Se produjo un largo silencio.

—No —respondió ella suavemente.

—Yo tampoco —dijo él—. Pero aunque no ocurra ahora, podría ocurrir el mes que viene o el otro.

—Sí —dijo ella. Él esperó a que ella tomara una decisión definitiva. Él había expresado sus deseos con toda claridad—. Regresa a casa conmigo, Kenneth.

—¿Para pasar el verano? —preguntó él—. ¿Para siempre?

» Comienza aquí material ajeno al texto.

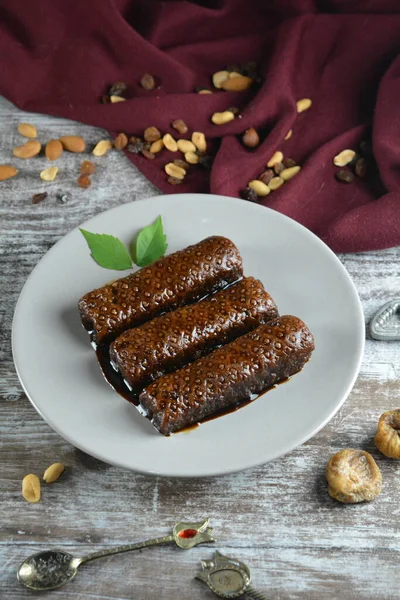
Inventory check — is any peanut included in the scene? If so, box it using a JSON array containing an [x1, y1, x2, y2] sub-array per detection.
[[114, 133, 128, 150], [213, 71, 229, 90], [43, 463, 65, 483], [92, 140, 113, 156], [22, 473, 40, 503], [18, 123, 37, 138], [211, 110, 235, 125], [185, 152, 200, 165], [40, 167, 58, 181], [296, 98, 312, 112], [44, 140, 63, 161], [333, 149, 356, 167], [177, 140, 196, 154], [164, 163, 186, 179], [242, 127, 260, 148], [60, 135, 86, 152], [267, 150, 283, 167], [221, 73, 253, 92], [192, 131, 207, 153], [13, 140, 42, 158], [249, 179, 271, 197], [163, 133, 178, 152], [279, 165, 301, 181], [0, 165, 18, 181], [268, 177, 285, 190], [150, 138, 164, 154], [143, 126, 161, 142], [110, 96, 126, 104]]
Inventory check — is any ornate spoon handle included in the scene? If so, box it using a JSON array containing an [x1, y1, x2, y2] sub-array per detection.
[[79, 535, 175, 564], [246, 586, 268, 600]]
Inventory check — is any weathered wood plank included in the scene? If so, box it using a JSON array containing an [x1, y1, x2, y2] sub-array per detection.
[[0, 96, 400, 600]]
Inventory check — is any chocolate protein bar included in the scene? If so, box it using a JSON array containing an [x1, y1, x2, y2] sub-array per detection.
[[110, 277, 278, 393], [79, 236, 243, 344], [140, 316, 314, 435]]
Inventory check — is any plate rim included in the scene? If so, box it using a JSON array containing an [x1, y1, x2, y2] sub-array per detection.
[[11, 192, 365, 479]]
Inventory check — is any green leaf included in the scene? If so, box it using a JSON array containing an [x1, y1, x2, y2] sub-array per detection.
[[131, 217, 168, 267], [79, 229, 132, 271]]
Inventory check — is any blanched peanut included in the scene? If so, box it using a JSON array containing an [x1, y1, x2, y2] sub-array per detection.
[[211, 110, 235, 125], [248, 179, 271, 197], [375, 408, 400, 459]]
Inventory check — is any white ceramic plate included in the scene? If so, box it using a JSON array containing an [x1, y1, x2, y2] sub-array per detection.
[[12, 194, 364, 477]]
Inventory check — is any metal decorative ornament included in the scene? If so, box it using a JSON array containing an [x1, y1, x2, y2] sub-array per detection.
[[196, 551, 268, 600]]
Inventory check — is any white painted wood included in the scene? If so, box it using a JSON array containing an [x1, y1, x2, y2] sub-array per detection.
[[0, 100, 400, 600]]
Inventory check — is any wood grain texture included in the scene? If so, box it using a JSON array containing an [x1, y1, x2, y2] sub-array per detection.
[[0, 100, 400, 600]]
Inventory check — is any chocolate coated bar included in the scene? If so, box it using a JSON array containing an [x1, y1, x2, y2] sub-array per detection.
[[110, 277, 278, 393], [79, 236, 243, 344], [140, 316, 314, 435]]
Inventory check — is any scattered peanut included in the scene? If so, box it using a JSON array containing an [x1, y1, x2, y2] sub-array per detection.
[[279, 165, 301, 181], [92, 140, 113, 156], [43, 463, 65, 483], [163, 133, 178, 152], [13, 140, 42, 158], [221, 73, 253, 92], [211, 110, 235, 125], [114, 133, 128, 150], [267, 150, 283, 167], [22, 473, 40, 503], [213, 71, 229, 90], [375, 408, 400, 459], [143, 127, 161, 142], [258, 169, 274, 185], [333, 149, 356, 167], [185, 152, 200, 165], [44, 140, 63, 161], [167, 177, 183, 185], [242, 127, 260, 148], [110, 96, 126, 104], [171, 119, 188, 134], [164, 163, 186, 179], [150, 138, 164, 154], [142, 148, 156, 160], [177, 140, 196, 154], [248, 179, 271, 197], [60, 135, 86, 152], [18, 123, 37, 138], [296, 98, 312, 112], [192, 131, 207, 153], [0, 165, 18, 181], [325, 448, 382, 504], [174, 158, 190, 171], [40, 167, 58, 181], [268, 177, 285, 191]]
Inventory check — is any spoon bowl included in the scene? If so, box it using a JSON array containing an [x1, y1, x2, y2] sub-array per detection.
[[17, 550, 82, 590]]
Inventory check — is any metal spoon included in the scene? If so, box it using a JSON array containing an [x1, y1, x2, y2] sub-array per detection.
[[195, 550, 268, 600], [17, 519, 215, 590]]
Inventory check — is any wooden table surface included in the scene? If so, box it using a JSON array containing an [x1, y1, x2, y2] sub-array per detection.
[[0, 100, 400, 600]]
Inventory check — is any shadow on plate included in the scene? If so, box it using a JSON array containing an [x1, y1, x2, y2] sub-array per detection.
[[60, 306, 90, 346]]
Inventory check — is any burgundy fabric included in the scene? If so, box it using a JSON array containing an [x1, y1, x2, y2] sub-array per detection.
[[0, 0, 400, 251]]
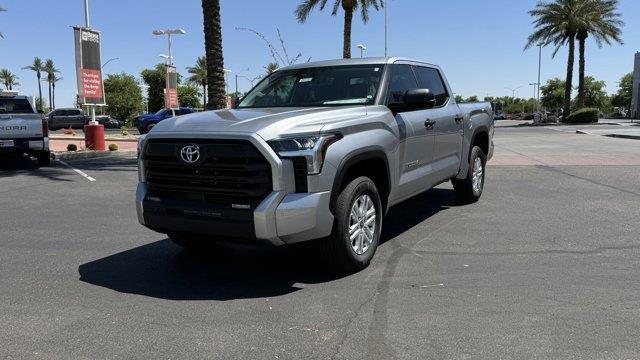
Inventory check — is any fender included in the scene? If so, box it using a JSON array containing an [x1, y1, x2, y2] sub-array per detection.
[[329, 146, 392, 214]]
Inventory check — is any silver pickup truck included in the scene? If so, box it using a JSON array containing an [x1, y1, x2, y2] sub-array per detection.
[[136, 58, 493, 271], [0, 90, 51, 166]]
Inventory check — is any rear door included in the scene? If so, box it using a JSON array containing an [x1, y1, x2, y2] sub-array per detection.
[[414, 66, 464, 182], [387, 64, 434, 200]]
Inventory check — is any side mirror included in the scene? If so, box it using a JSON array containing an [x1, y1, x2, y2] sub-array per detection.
[[404, 89, 436, 109]]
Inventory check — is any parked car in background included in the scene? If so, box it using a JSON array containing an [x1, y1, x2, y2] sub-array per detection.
[[47, 108, 89, 130], [0, 91, 51, 167], [133, 107, 196, 134]]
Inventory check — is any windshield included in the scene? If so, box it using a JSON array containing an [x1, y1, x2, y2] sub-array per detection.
[[0, 98, 33, 114], [238, 65, 383, 108]]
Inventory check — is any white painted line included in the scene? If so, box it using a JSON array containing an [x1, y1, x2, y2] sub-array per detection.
[[56, 160, 96, 181]]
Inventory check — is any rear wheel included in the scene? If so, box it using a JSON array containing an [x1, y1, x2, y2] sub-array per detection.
[[320, 176, 382, 273], [451, 146, 487, 203], [38, 151, 51, 167]]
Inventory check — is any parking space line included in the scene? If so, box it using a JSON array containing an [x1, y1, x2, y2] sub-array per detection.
[[56, 160, 96, 181]]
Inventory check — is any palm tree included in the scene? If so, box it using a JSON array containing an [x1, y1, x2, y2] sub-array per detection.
[[295, 0, 384, 59], [202, 0, 227, 109], [43, 59, 60, 109], [51, 76, 62, 110], [576, 0, 624, 107], [22, 56, 44, 110], [525, 0, 590, 118], [0, 6, 7, 39], [0, 69, 20, 90], [187, 56, 207, 104]]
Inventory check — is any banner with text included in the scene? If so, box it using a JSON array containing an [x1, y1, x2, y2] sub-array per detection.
[[73, 27, 105, 105], [164, 65, 180, 109]]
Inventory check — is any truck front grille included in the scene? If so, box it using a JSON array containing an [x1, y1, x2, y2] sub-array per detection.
[[144, 139, 273, 209]]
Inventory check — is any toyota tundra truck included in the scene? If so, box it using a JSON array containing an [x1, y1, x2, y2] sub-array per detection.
[[0, 90, 51, 166], [136, 58, 494, 272]]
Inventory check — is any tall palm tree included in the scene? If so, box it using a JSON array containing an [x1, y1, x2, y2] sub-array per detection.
[[51, 76, 62, 110], [187, 56, 207, 104], [0, 69, 20, 90], [202, 0, 227, 109], [576, 0, 624, 107], [295, 0, 384, 59], [43, 59, 60, 109], [525, 0, 589, 118], [22, 56, 44, 110], [0, 6, 7, 39]]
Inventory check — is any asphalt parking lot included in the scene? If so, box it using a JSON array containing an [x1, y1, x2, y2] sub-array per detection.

—No es preciso que lo decidamos ahora —respondió ella—. Podemos decir que es para pasar el verano o hasta Navidad o… hasta cuando sea. ¿Deseas venir?

—Sí —respondió él.

—Entonces ven. —Ella apoyó la mano que tenía libre junto a la otra que tenía sobre el brazo de él e inclinó la cabeza para apoyarla brevemente en su hombro—. Verás la fuente y los macizos de flores y los demás cambios que he hecho. Podemos pasear por los acantilados y sentarnos en la hondonada; correr por la playa. Podemos…

—Hacer el amor en el baptisterio —dijo él, interrumpiéndola. Sonrió. Ella se había expresado con tono animado, alegre.

—Sí —dijo ella bajito.

—Entonces lo intentaremos —dijo él— durante el verano. Y si pasado el verano comprobamos que no da resultado, si no te quedas encinta, haremos otros planes.

—Sí.

—Pero de momento no pensaremos en eso —dijo él.

—Falta mucho para el otoño —dijo ella—. Los árboles del parque están espléndidos en otoño, Kenneth.

—Casi he olvidado el aspecto que tienen —contestó él—. Este año volveré a verlos.

—Sí —dijo ella—. ¿Cuándo partimos? Estoy impaciente por regresar a casa.

—¿Mañana? —sugirió él—. ¿Tendrás tiempo de hacer los preparativos pertinentes?

—Sí, mañana —respondió ella—. Dentro de una semana estaremos de regreso en nuestra casa en Dunbarton.

Juntos. Estarían en casa juntos, para pasar el verano y quizás el otoño. Quizás hasta Navidad. Quizá, si ella se quedaba en estado, para siempre.

Sería doloroso volver a soñar. Pero él había vuelto a soñar. Y era doloroso.